Au retour, la pharmacie rouvre. En 1942, son père est convoqué à la caserne Dossin à Malines (17000 Juifs obéirent à la convocation… pour Auschwitz-Birkenau). Quand l’agent de police du quartier, un de ses clients, vient lui intimer l’ordre de partir… ou de disparaître sans laisser d’adresse, les Berenbaum changent de peau et s’en vont devenir en cachette de bons Belges de souche, les Janssens, avec de « vraies-fausses cartes d’identité » établies à Jette.
La guerre finie, « Janssens » deviendra « Berenboom », « arbre aux ours » en flamand – « Toute personne parlant néerlandais comprend immédiatement la supercherie. Berenboom est aussi faux flamand que le magicien qui l’a imaginé. » Alain Berenboom s’interroge sur son identité, mais qui questionner ? Sa grand-mère paternelle, qui a vécu avec eux juste après la guerre, a émigré en Israël quand il avait six, sept ans. « Elle parlait polonais, yiddish et hébreu, pas français. » Il ne l’a revue qu’une fois, il ne connaît que le français et le flamand. Quant à son prénom, son père lui a dit un jour qu’il en avait un autre « pour les Juifs » : « Aba », le prénom de son grand-père, qui signifie « père », tandis que « Chaïm » signifie « vie ».
Quand il repeint une chambre, après la mort de son père, des couches de vieux journaux sous le papier, des pages du Soir des années trente, font défiler la jeunesse de Chaïm pendant qu’il tentait de maîtriser le français.

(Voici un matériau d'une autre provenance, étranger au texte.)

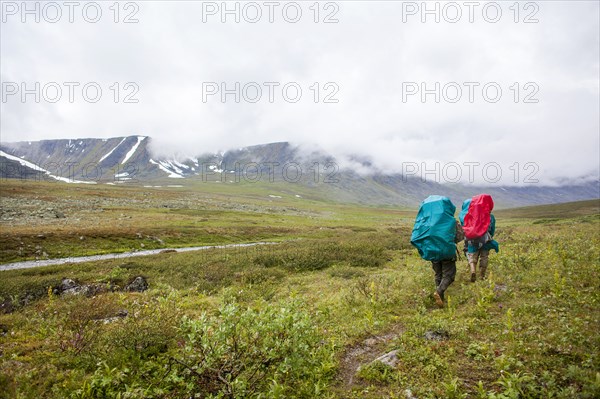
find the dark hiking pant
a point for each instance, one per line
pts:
(445, 271)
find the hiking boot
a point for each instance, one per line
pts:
(438, 299)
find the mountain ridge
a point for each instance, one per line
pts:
(129, 160)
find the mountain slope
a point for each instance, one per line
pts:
(272, 166)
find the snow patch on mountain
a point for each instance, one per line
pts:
(37, 168)
(165, 169)
(133, 149)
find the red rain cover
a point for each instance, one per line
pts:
(477, 219)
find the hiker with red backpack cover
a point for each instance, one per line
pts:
(479, 226)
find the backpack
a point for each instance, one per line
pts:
(476, 219)
(434, 231)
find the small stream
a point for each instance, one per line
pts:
(79, 259)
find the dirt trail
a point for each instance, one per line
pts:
(362, 353)
(51, 262)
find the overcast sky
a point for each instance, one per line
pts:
(374, 61)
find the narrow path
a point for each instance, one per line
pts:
(79, 259)
(362, 353)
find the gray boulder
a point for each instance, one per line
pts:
(139, 284)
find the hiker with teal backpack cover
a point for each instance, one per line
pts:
(477, 249)
(435, 234)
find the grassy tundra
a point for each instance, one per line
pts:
(341, 287)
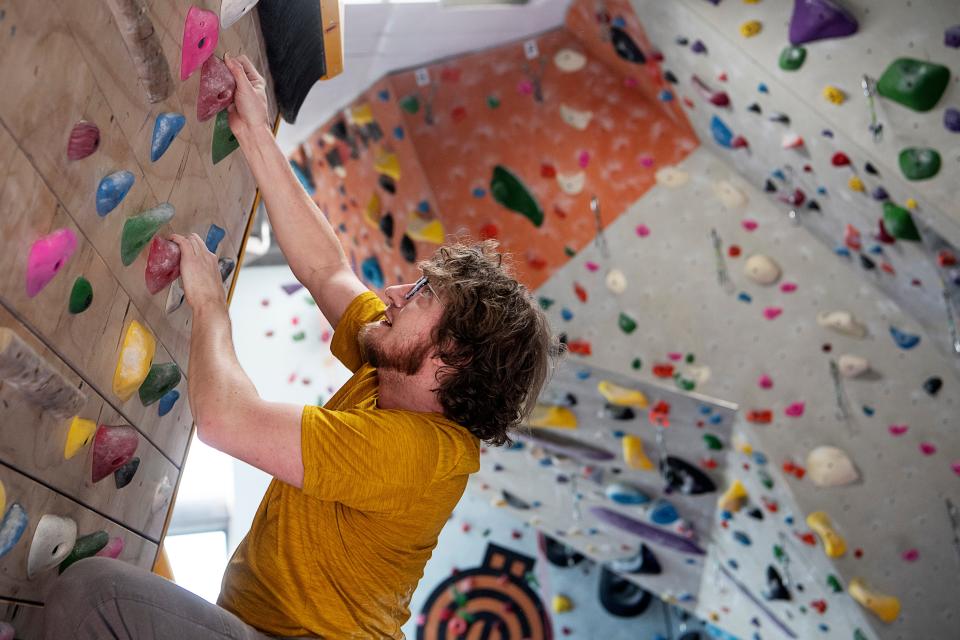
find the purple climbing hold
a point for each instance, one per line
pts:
(951, 37)
(951, 119)
(820, 20)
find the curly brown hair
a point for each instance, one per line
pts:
(494, 341)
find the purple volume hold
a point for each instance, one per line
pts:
(644, 530)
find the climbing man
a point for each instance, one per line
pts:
(362, 486)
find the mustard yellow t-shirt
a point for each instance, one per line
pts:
(341, 557)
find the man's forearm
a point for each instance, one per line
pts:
(218, 386)
(305, 236)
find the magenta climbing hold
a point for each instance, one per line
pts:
(820, 20)
(47, 257)
(163, 264)
(216, 88)
(113, 447)
(200, 32)
(84, 140)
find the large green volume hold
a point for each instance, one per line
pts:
(915, 84)
(507, 189)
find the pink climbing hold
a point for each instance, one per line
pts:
(113, 447)
(163, 264)
(47, 256)
(84, 140)
(216, 88)
(795, 409)
(200, 32)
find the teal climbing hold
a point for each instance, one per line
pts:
(919, 164)
(509, 191)
(915, 84)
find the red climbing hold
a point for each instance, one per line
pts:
(840, 159)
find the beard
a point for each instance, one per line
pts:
(406, 359)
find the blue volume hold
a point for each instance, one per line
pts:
(167, 401)
(165, 129)
(214, 235)
(112, 189)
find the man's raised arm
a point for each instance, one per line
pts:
(306, 238)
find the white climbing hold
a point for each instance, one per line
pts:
(671, 177)
(842, 322)
(52, 542)
(576, 119)
(852, 366)
(732, 197)
(830, 467)
(762, 269)
(571, 184)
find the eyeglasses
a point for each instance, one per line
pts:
(418, 286)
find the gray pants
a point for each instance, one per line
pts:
(100, 598)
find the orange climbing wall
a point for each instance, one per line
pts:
(485, 113)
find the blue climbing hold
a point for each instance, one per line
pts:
(165, 129)
(904, 340)
(372, 272)
(721, 132)
(214, 235)
(112, 189)
(167, 401)
(663, 512)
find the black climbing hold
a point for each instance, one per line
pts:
(617, 412)
(684, 477)
(387, 183)
(407, 249)
(932, 385)
(386, 225)
(625, 47)
(775, 587)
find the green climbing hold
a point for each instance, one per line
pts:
(919, 164)
(161, 379)
(899, 223)
(512, 194)
(81, 296)
(140, 229)
(410, 104)
(791, 58)
(915, 84)
(84, 547)
(224, 142)
(834, 584)
(713, 442)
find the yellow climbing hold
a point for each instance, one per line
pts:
(553, 416)
(425, 230)
(388, 164)
(885, 607)
(133, 365)
(562, 604)
(734, 498)
(622, 396)
(361, 114)
(834, 95)
(634, 455)
(80, 434)
(750, 28)
(833, 543)
(371, 213)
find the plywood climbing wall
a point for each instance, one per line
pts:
(67, 301)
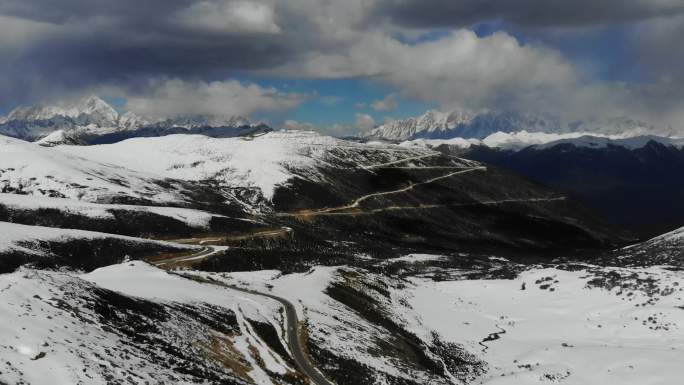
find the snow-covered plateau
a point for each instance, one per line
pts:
(291, 257)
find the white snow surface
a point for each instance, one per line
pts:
(43, 341)
(38, 170)
(570, 332)
(11, 234)
(264, 162)
(193, 218)
(573, 334)
(523, 139)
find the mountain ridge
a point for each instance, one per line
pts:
(438, 125)
(90, 118)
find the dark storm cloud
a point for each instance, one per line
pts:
(79, 44)
(531, 13)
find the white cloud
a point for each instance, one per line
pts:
(220, 98)
(389, 103)
(230, 17)
(459, 70)
(364, 122)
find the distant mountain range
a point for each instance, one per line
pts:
(632, 182)
(438, 125)
(94, 121)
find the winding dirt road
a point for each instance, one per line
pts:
(294, 337)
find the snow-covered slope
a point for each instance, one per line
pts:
(541, 140)
(193, 218)
(28, 168)
(63, 329)
(580, 325)
(432, 121)
(15, 237)
(264, 162)
(438, 125)
(91, 118)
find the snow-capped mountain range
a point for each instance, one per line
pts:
(439, 125)
(80, 122)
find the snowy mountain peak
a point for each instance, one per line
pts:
(438, 125)
(95, 106)
(92, 106)
(198, 121)
(431, 121)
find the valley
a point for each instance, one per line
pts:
(296, 258)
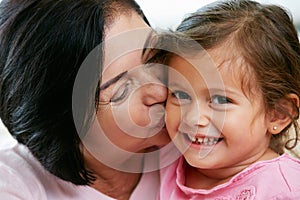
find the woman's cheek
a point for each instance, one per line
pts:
(173, 119)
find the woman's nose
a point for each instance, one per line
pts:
(154, 93)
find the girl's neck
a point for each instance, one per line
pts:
(208, 178)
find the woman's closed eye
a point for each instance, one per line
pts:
(180, 97)
(120, 93)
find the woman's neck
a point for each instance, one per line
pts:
(111, 182)
(116, 184)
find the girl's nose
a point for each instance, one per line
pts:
(196, 115)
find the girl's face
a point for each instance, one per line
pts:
(210, 119)
(130, 118)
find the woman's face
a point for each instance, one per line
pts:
(130, 114)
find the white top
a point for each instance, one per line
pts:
(23, 178)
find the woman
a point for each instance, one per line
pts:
(59, 154)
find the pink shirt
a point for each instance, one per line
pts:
(23, 178)
(278, 178)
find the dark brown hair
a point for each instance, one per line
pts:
(43, 44)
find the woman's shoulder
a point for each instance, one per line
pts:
(22, 176)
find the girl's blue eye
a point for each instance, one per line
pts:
(217, 99)
(181, 95)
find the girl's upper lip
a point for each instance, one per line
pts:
(201, 135)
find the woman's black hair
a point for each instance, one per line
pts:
(42, 46)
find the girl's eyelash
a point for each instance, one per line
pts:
(180, 94)
(220, 99)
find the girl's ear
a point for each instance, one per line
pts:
(284, 112)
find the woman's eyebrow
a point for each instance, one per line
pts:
(113, 80)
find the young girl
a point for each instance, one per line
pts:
(232, 126)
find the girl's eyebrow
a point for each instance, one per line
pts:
(113, 80)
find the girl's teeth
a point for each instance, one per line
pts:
(203, 141)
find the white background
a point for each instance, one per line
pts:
(168, 13)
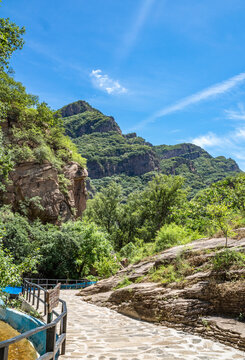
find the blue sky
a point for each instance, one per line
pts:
(173, 71)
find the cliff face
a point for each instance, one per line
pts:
(37, 187)
(132, 165)
(109, 153)
(205, 301)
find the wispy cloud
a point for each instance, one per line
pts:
(105, 83)
(233, 140)
(131, 36)
(208, 140)
(236, 115)
(210, 92)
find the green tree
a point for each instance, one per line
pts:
(221, 215)
(10, 40)
(104, 208)
(157, 203)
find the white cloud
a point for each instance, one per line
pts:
(131, 36)
(105, 83)
(236, 115)
(212, 91)
(208, 140)
(239, 134)
(234, 141)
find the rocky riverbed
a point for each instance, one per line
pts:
(205, 302)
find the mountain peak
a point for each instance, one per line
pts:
(78, 107)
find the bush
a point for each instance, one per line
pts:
(106, 266)
(227, 258)
(171, 235)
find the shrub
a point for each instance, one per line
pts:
(171, 235)
(123, 283)
(227, 258)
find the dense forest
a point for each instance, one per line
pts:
(155, 212)
(131, 161)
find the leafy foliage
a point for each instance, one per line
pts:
(10, 40)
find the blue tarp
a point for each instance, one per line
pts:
(13, 290)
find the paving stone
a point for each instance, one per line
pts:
(98, 333)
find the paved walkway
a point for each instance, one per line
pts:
(102, 334)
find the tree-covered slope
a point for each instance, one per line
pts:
(130, 160)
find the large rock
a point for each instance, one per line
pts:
(206, 302)
(37, 186)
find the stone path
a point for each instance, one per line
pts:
(102, 334)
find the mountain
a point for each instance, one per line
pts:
(41, 174)
(132, 161)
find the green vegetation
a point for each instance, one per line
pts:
(123, 283)
(133, 162)
(223, 260)
(144, 210)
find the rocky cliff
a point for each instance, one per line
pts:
(203, 301)
(37, 187)
(41, 173)
(109, 153)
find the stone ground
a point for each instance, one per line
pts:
(98, 333)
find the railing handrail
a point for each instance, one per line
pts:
(52, 344)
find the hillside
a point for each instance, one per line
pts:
(130, 160)
(41, 174)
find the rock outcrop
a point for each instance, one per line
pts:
(205, 302)
(39, 188)
(132, 165)
(110, 153)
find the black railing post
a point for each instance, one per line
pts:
(4, 353)
(38, 296)
(33, 298)
(51, 340)
(45, 303)
(64, 330)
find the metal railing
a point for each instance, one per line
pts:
(55, 337)
(65, 283)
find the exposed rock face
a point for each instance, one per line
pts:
(37, 185)
(206, 302)
(186, 151)
(75, 108)
(134, 165)
(110, 153)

Dans les dossiers de la Police des étrangers, Alain B. découvre les faits et gestes de ses parents depuis leur demande de visa et même une carte de la clinique informant la police de l’admission de sa mère à la maternité en 1947. Suivant tantôt la trace de son père, tantôt celle de sa mère, l’auteur restitue avec leur parcours tout le contexte de l’époque.
Résistance, livre de cuisine rédigé par sa mère cachée, évocation des membres de la famille dont il a retrouvé des lettres, cyclisme, lecture de la Bible, les chapitres de Monsieur Optimiste, prix Rossel 2013, rendent compte, sans rien inventer, de ce que fut la vie de ses parents. Jusqu’aux « potions magiques » du pharmacien de la rue des Pâquerettes à Schaerbeek (au 33) et à la « Fontaine d’amour » du parc Josaphat qui fascinait le petit Alain et sa grand-mère.
Alain Berenboom, avocat, écrivain et chroniqueur au Soir, fait revivre tout cela avec simplicité et honnêteté : « Tout est juste, magnifiquement campé avec une pudeur pleine d’humour et de tendresse pour des personnages réels devenus de fiction. » (Sophie Creuz dans L’Echo) Le fils de monsieur Optimiste s’est déclaré en 2010 « Trots op België et fier de l’être », un texte à lire sur son site.